I try to fetch gene symbols from coordinate ranges (in good old hg19 space). It works perfectly except for one region where I get FIP1L1 in first position before the expected PDGFRA while the two genes are not even overlapping. Actually, FIP1L1 is located quite far downstream from PDGFRA.
Could someone explain this behavior and how to avoid it?
Thanks
You can reproduce my result with:
library("biomaRt") ensembl=useMart(host='feb2014.archive.ensembl.org', biomart='ENSEMBL_MART_ENSEMBL', dataset="hsapiens_gene_ensembl") getBM(attributes = "hgnc_symbol", filters = c('chromosome_name','start','end'), values = list("4","55127193","55127663"), mart=ensembl)
# hgnc_symbol
# 1 FIP1L1
# 2 PDGFRA
This is true for several intervals as seen in IGV
UCSC confirms the 'fraud' (disclaimer, this was a joke and I apology if I did hurt people's feeling)

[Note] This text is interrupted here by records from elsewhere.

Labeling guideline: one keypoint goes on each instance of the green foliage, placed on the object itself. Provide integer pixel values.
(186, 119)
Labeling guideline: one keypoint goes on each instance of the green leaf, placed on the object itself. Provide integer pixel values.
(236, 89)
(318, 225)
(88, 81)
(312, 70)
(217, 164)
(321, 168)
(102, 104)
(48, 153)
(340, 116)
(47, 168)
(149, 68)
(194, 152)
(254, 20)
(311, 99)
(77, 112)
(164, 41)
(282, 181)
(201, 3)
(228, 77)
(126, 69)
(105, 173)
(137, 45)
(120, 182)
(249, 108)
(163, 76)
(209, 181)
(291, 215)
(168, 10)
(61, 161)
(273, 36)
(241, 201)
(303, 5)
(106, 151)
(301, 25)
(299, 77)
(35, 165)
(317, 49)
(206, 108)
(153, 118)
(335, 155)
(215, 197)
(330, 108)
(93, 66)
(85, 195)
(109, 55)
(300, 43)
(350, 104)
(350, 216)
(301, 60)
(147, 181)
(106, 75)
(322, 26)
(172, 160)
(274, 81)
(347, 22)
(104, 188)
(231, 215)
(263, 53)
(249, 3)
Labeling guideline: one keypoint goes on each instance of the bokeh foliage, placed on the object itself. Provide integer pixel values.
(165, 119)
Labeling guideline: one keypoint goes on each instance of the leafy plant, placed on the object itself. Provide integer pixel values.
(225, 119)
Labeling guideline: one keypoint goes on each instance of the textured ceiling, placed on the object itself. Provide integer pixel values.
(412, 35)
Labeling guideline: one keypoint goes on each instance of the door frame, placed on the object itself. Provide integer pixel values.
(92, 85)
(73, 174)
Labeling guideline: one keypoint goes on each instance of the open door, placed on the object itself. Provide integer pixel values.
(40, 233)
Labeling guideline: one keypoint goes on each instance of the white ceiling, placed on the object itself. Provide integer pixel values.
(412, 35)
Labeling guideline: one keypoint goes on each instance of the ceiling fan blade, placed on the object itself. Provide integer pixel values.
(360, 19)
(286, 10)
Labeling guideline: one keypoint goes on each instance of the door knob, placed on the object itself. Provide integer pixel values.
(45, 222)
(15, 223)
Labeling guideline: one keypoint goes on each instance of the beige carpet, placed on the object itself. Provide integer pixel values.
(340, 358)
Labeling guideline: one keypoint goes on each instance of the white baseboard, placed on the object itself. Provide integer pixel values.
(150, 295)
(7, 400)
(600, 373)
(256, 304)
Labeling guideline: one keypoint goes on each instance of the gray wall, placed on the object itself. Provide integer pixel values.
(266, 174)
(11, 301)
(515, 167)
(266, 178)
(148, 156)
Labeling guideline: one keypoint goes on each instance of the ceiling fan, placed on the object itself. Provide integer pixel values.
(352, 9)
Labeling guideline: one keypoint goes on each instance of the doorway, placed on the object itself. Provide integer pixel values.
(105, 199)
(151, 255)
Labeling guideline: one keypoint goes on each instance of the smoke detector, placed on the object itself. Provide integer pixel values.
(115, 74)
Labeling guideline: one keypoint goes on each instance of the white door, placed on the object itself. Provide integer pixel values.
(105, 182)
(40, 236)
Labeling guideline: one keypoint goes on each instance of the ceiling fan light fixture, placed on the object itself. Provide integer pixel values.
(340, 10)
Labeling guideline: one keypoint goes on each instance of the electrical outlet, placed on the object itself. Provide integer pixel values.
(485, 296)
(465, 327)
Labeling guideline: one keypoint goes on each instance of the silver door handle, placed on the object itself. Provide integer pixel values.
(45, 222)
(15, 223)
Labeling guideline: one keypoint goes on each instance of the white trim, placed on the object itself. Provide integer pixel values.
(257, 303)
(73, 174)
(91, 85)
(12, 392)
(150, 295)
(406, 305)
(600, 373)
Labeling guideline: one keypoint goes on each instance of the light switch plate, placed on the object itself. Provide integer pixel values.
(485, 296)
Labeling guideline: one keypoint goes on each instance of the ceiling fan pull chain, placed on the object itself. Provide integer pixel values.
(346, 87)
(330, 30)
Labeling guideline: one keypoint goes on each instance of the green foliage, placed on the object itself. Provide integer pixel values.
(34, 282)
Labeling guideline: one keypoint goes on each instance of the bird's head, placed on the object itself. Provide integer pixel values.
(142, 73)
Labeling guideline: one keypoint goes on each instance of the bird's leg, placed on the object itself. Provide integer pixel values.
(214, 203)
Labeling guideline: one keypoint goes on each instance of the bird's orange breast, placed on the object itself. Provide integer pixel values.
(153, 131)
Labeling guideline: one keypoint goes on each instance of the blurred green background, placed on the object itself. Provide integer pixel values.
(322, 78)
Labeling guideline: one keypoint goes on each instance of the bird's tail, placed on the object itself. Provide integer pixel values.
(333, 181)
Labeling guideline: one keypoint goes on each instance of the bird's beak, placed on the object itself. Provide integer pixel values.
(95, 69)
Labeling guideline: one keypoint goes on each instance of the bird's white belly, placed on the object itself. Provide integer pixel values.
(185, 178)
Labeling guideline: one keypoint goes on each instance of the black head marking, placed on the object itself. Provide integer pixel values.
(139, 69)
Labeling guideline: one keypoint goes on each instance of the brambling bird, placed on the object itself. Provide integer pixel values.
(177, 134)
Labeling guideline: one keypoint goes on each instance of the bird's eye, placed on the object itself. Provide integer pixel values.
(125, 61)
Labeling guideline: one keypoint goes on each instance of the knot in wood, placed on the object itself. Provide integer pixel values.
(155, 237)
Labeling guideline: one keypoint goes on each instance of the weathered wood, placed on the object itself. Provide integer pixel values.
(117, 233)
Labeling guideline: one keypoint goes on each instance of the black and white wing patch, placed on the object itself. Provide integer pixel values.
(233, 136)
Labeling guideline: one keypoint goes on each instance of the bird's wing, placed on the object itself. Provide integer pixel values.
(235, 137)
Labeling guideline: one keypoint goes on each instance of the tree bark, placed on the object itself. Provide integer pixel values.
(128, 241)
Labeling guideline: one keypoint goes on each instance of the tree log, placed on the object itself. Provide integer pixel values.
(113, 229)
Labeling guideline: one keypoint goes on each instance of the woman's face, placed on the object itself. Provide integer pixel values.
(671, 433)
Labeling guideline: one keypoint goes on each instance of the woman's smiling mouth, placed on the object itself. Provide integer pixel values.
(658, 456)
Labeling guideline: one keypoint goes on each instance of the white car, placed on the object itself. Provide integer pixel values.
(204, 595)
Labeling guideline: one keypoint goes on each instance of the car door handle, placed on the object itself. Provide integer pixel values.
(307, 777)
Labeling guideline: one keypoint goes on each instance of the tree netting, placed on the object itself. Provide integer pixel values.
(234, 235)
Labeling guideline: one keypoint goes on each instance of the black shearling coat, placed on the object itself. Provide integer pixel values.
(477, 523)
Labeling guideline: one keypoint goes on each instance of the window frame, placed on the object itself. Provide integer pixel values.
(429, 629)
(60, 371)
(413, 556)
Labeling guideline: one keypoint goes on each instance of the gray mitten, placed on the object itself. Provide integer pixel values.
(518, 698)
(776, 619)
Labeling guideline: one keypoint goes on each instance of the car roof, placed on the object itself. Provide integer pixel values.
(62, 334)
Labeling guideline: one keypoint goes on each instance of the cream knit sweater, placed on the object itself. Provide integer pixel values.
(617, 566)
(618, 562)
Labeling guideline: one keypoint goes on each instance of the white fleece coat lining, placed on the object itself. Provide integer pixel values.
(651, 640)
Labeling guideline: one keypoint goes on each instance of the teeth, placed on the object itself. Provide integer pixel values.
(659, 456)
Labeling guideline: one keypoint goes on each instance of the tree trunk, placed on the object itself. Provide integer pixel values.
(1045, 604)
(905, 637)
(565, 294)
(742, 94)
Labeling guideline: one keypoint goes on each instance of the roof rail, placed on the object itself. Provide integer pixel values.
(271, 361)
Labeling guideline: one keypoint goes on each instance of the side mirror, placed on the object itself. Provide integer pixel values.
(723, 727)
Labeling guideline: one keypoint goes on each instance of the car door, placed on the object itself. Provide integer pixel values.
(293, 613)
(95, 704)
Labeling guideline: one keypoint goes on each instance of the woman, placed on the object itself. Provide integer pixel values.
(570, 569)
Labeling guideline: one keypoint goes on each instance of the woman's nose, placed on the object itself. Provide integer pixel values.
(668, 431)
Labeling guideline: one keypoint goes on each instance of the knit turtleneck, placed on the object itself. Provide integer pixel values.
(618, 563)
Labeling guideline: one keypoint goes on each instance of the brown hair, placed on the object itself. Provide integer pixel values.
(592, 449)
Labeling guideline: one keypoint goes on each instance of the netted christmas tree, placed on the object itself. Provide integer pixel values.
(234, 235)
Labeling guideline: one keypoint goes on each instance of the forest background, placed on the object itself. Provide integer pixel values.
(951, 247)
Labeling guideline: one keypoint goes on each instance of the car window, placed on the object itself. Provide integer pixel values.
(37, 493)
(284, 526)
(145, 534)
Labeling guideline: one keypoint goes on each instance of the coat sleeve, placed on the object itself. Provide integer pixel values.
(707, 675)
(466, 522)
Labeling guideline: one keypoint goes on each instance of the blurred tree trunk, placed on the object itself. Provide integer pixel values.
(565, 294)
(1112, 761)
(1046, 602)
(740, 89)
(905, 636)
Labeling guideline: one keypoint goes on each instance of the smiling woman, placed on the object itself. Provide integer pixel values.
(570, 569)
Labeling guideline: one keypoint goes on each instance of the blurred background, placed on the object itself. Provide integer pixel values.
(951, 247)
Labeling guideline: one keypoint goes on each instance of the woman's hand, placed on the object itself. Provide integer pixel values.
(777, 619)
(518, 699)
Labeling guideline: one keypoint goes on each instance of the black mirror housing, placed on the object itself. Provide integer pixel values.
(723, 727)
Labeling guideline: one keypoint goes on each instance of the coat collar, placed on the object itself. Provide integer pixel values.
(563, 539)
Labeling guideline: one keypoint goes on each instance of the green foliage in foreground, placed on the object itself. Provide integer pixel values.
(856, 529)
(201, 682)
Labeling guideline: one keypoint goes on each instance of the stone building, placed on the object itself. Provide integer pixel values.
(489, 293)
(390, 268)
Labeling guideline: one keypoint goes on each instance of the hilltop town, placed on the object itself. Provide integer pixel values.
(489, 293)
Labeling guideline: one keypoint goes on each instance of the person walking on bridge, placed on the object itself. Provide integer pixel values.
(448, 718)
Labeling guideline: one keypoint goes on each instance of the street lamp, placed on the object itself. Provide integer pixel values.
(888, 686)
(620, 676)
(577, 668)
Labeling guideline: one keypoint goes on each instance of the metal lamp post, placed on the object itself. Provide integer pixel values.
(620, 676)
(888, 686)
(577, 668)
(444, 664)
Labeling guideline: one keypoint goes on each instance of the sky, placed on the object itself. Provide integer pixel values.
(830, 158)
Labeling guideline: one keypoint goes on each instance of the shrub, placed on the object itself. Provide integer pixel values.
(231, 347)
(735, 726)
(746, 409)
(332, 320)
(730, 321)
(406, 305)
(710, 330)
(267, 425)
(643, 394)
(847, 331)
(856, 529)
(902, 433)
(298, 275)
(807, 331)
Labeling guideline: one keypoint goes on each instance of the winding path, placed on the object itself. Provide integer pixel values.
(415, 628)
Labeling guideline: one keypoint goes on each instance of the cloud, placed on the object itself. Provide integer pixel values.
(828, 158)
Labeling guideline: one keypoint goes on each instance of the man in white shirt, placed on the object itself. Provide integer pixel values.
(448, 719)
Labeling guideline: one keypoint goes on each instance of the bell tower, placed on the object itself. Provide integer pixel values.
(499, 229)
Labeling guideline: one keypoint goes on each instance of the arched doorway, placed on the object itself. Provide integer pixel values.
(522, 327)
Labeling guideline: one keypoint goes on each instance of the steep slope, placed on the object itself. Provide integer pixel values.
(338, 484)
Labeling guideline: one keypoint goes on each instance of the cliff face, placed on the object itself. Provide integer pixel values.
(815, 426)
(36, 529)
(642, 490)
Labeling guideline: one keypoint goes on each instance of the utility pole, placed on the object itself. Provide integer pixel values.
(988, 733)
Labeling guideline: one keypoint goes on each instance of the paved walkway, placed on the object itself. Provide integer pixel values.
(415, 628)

Just to echo this, you can clearly see in the Ensembl browser that at least one isoform of FIP1L1 spans PDGFRA.
Ensembl browser
Dear James,
Thanks very much for answering my post and very sorry that you did not get my joke about 'fraude' (of course I did not mean to be rude, just trying to put it in a funny way).
Concerning your evidence that Ensembl reports a transcript spanning PDGFRA, it is nice but I kind of doubt this one is true (putting PDGFRA out of the picture at once is a bit hard for the Biologist I am - again joking, for the record :-)). I read gene fusion events exist between these two genes that might explain its presence (hypereosinophilic syndrome in http://www.uniprot.org/uniprot/Q6UN15).
Thanks you very much for the code to query UCSC, I am replacing my biomaRt code by this one and it should answer my needs when I succeed in muting the many <'select()' returned 1:1 mapping between keys and columns> messages.
I found this potential exception by looking at 300 locations in IGV and wonder how many other are not in agreement with UCSC/NCBI.
Best regards,
Stephane
But it's not so simple as all that. If you choose to use the UCSC mappings, they perpetrate the exact opposite 'fraude' on you, saying that PDGFRA overlaps FIP1L1:
Whereas Ensembl doesn't.
So it comes down (in this instance) to what the two different groups want to call the gene fusion transcript. One says PDGFRA, and the other says FIP1L1.